Le point sur | publié le : 11.02.2021 | Muriel Jaoüen

Interview : Emmanuel Gros, vice-président national du Syndicat national des directeurs généraux des collectivités territoriales (SNDGCT).

Où en est le télétravail dans les administrations territoriales ?

Il doit concerner aux alentours de 15 % des effectifs dans les grosses organisations. Les petites collectivités en sont encore à un télétravail résiduel, faute notamment de moyens techniques adaptés. On constate par ailleurs que la pratique est plus développée lorsque les collectivités sont engagées dans des démarches d’amélioration de la qualité de vie au travail. Enfin, il apparaît que 86 % des agents publics plébiscitent le télétravail.

À quelles difficultés se heurtent les collectivités dans la mise en œuvre de ces nouveaux usages ?

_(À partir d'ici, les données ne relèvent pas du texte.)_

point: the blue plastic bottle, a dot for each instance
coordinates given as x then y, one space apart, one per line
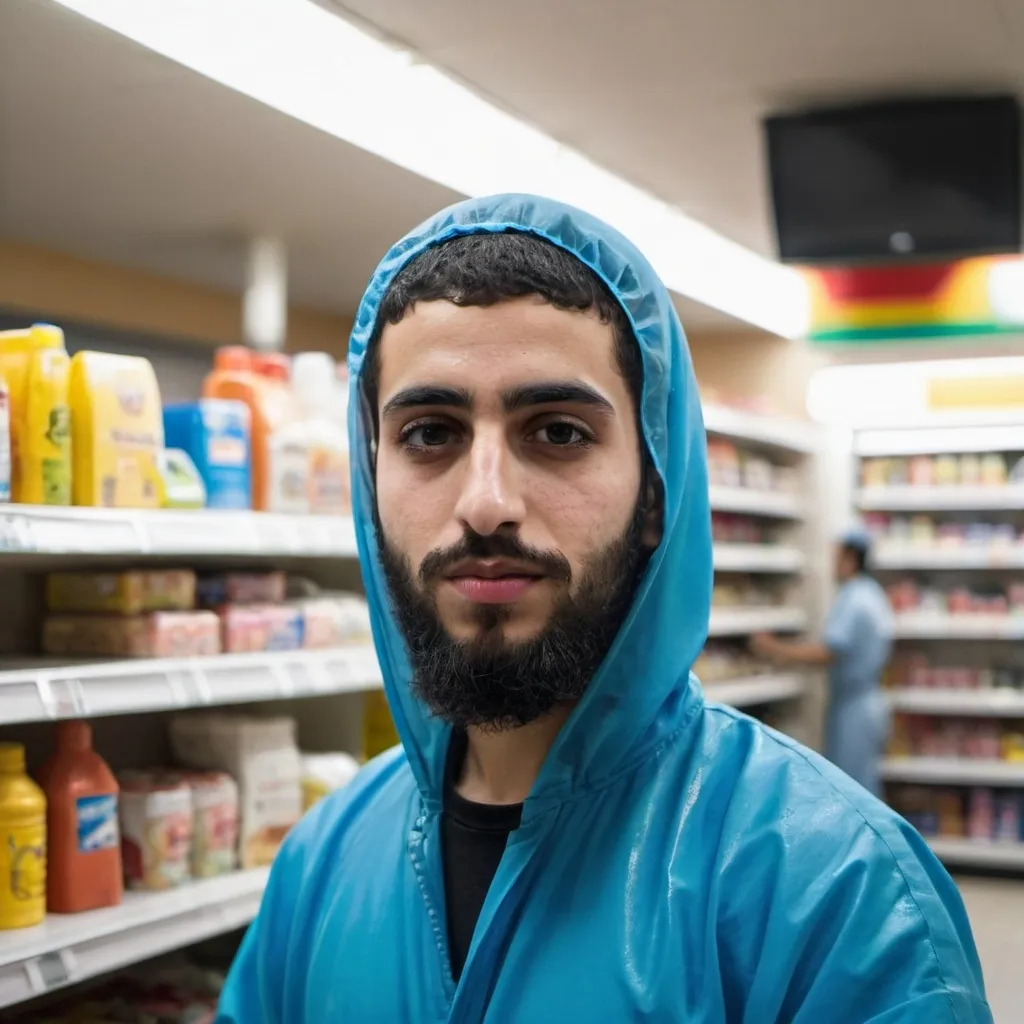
215 432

Les métiers du service public sont très majoritairement concentrés sur des fonctions non télétravaillables : production (sur l’espace public), vis-à-vis (logique de guichet) ou présentiel (école, petite enfance). Ceci explique sans doute que la culture des employeurs comme des managers n’était pas très avancée en matière de télétravail. Outre quelques territoires pionniers (région Ile-de–France, départements de l’Hérault ou de l’Aveyron), les collectivités accusent un indéniable retard à l’allumage. Pour autant, elles ont été plus rapides que les entreprises privées dans le déploiement du modèle, une fois celui-ci amorcé. La crise sanitaire semble donc avoir mis tout le monde à niveau.

Quels sont les prérequis d’une accélération des pratiques ?

Ils sont de deux ordres : organisationnel et technique. Sur le plan des organisations, il faut que le télétravail soit porté au plus haut niveau, sinon cela ne suit pas. Il est donc nécessaire de l’intégrer progressivement au système de valeur managérial et de former les managers en conséquence – management à distance, management par la confiance, clarification des objectifs donnés… D’un point de vue plus technique, il est indispensable de repenser les systèmes d’information dans un double objectif d’accessibilité et de sécurité – les collectivités brassent énormément de données personnelles –, tout en virtualisant les postes de travail. Cela prendra du temps et cela coûtera cher.

Le télétravail appelle-t-il des dispositions spécifiques chez les managers ?

Il les responsabilise. Ils doivent en effet rester à l’affût des signaux faibles, se montrer attentifs aux capacités des uns et des autres à s’adapter à la situation. Cela suppose de leur part une grande capacité d’écoute, mais aussi une appropriation des outils de suivi et de feedback.

Comment les organisations syndicales ont-elles soutenu le déploiement du télétravail ?

Elles ont exprimé des sentiments partagés au regard de l’expérience du premier confinement. À l’échelle nationale, elles poussent à faire du télétravail une obligation, à l’échelle locale elles se montrent plus mesurées. L’accord national interprofessionnel du 26 novembre 2020, qui transpirera sans doute sur la fonction publique, devrait inciter les partenaires sociaux à en faire un sujet de dialogue social et de négociations locales.

Cette nouvelle forme de travail appelle-t-elle des mesures spécifiques en termes de contrôle et de mesure ?

Confiance et autonomie sont les maîtres mots d’une organisation en distanciel. Plutôt que contrôler, il s’agit d’accompagner pour maintenir un bon équilibre entre télétravail et gestion du collectif et des valeurs de l’organisation. La mesure, en revanche, est consubstantielle du télétravail : mesure de la qualité de vie au travail, mesure de l’efficacité, mesure des objectifs fixés…

Justement, comment le télétravail impacte-t-il le collectif de travail et l’efficience du travail ?

Les effets négatifs sur le collectif et sur l’engagement sont réels. Certes, ils renvoient à une situation spéciale, le confinement. Les encadrants expriment en outre une certaine crainte quant aux délais de réalisation des projets. Les managers ont modifié en conséquence leurs méthodes, optant pour un accompagnement plus en proximité, pour l’usage d’outils de type Team Mood pour évaluer l’humeur des collaborateurs, et pour une réorganisation des temps collectifs. En tout état de cause, le télétravail a complexifié la tâche des encadrants. Mais, en même temps, l’efficacité semble au rendez-vous, avec un investissement accru, notamment dans les fonctions expertes, libérées de la pesanteur hiérarchique.